SB 288, introduced by Senator Nathan Manning (R-North Ridgeville), makes distracted driving a primary traffic offense which means law enforcement can write a citation or stop a vehicle if they are suspicious of a person driving while distracted.
Prior to the governor’s signature, distracted driving was considered a secondary traffic offense which meant law enforcement could only issue a citation if there was another valid reason to stop the vehicle.

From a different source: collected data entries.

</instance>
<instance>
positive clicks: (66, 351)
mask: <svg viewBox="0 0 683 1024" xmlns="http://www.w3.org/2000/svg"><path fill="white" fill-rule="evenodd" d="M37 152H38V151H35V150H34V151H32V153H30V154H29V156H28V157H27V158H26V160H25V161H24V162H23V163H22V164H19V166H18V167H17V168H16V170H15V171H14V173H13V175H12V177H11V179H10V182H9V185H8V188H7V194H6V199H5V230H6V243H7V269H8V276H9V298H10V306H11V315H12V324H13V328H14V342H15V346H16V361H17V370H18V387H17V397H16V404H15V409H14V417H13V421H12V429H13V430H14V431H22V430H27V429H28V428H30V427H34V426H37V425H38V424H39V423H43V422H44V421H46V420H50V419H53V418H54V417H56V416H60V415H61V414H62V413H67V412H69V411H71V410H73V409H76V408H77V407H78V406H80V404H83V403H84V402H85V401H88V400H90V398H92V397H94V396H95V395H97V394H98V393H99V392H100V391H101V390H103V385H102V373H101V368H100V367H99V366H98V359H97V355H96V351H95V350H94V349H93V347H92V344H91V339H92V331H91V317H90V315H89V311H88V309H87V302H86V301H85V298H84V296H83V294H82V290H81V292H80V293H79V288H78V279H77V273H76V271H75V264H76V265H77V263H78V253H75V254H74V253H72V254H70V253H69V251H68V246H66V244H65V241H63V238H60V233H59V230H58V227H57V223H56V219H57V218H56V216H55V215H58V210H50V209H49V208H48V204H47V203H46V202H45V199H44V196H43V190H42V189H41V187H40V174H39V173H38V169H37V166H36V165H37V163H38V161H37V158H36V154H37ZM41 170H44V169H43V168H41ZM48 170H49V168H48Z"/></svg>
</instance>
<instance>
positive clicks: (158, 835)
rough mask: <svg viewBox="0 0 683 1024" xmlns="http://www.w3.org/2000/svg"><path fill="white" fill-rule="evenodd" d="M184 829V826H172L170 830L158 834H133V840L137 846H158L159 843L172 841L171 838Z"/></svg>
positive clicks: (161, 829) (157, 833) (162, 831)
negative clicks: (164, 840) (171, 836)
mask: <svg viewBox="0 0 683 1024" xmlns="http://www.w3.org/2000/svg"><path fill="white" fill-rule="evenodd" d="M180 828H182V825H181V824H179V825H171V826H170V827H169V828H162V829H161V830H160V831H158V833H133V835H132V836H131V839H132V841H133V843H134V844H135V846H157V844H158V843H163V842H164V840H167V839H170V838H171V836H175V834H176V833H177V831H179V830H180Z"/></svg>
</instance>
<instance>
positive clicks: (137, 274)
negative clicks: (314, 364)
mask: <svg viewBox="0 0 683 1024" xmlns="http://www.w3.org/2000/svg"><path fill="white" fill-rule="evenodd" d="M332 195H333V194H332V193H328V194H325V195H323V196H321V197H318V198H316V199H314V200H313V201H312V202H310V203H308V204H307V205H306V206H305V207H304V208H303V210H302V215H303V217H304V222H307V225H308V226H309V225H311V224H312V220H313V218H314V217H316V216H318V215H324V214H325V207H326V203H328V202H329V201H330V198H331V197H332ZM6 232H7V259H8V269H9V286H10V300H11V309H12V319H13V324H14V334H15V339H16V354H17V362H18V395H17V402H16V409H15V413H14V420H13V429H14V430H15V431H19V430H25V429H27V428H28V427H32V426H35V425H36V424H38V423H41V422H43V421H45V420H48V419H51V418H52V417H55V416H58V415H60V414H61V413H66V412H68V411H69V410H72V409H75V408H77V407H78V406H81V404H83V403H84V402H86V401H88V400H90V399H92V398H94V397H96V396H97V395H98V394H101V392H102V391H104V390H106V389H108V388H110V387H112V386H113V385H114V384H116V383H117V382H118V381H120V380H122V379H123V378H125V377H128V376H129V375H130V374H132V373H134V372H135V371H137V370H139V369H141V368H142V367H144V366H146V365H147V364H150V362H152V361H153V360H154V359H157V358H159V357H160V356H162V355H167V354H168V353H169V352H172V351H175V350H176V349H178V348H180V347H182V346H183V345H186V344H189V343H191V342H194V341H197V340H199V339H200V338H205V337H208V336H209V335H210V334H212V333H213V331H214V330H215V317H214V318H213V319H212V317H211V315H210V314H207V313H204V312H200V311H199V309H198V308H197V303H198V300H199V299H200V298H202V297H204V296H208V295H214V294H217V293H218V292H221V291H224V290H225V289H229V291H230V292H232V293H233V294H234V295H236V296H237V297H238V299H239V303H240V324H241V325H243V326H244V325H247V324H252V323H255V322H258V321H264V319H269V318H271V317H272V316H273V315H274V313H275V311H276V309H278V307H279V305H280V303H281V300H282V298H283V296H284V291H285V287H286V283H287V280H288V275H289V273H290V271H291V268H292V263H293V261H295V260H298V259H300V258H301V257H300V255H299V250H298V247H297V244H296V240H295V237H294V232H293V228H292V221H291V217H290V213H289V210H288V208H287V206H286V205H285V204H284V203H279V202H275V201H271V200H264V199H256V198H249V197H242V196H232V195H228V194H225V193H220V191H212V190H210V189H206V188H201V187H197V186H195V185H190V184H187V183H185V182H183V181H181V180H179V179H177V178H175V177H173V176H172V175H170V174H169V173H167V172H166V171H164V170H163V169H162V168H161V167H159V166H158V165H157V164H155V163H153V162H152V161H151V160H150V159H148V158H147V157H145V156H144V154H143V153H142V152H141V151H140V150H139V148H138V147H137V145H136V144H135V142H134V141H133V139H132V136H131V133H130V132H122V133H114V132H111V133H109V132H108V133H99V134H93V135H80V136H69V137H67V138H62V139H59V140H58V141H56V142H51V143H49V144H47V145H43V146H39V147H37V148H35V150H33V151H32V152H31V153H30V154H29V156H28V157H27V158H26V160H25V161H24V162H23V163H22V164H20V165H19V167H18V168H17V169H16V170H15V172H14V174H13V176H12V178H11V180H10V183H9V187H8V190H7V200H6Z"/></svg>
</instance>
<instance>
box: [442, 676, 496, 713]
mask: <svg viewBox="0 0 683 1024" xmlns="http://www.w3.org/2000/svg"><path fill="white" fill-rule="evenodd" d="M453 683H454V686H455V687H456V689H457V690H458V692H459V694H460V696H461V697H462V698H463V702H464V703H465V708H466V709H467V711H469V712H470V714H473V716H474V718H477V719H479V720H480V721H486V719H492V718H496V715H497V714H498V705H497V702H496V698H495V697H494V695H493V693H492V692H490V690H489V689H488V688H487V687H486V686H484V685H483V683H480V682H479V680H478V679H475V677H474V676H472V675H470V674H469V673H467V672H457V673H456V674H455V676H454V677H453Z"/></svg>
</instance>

|Primary Traffic Violations||Secondary Traffic Violations|
|Speeding||Adult seatbelt violations|
|Driving through a red light||Headlight violations|
|Failing to stop at a stop sign||Violations with a learner’s permit|
|Driving under the influence|
“Signing this bill today is a great honor because this legislation will, without a doubt, prevent crashes and save lives,” DeWine said. “Right now, too many people are willing to risk their lives while behind the wheel to get a look at their phones. My hope is that this legislation will prompt a cultural shift around distracted driving that normalizes the fact that distracted driving is dangerous, irresponsible, and just as deadly as driving drunk.”
According to the Ohio State Highway Patrol, there have been over 73,000 crashes that were caused by distracted driving from 2017-2022.
Of those thousands of crashes, 584 were injury crashes and 68 were fatal in 2021-22, OSHP reports said.
“Certainly not all fatal traffic crashes are caused by distracted driving, but it’s no coincidence that evolving smartphone technology has coincided with increasing roadway deaths and injuries,” DeWine added. “Other states with similar distracted driving laws have experienced fewer fatal crashes, and we expect that this enhanced distracted driving law will have the same impact here.”
Within the Tri-State area, Kentucky is the only state without a primary distracted driving law.
SB 288 is expected to go into effect in 90 days.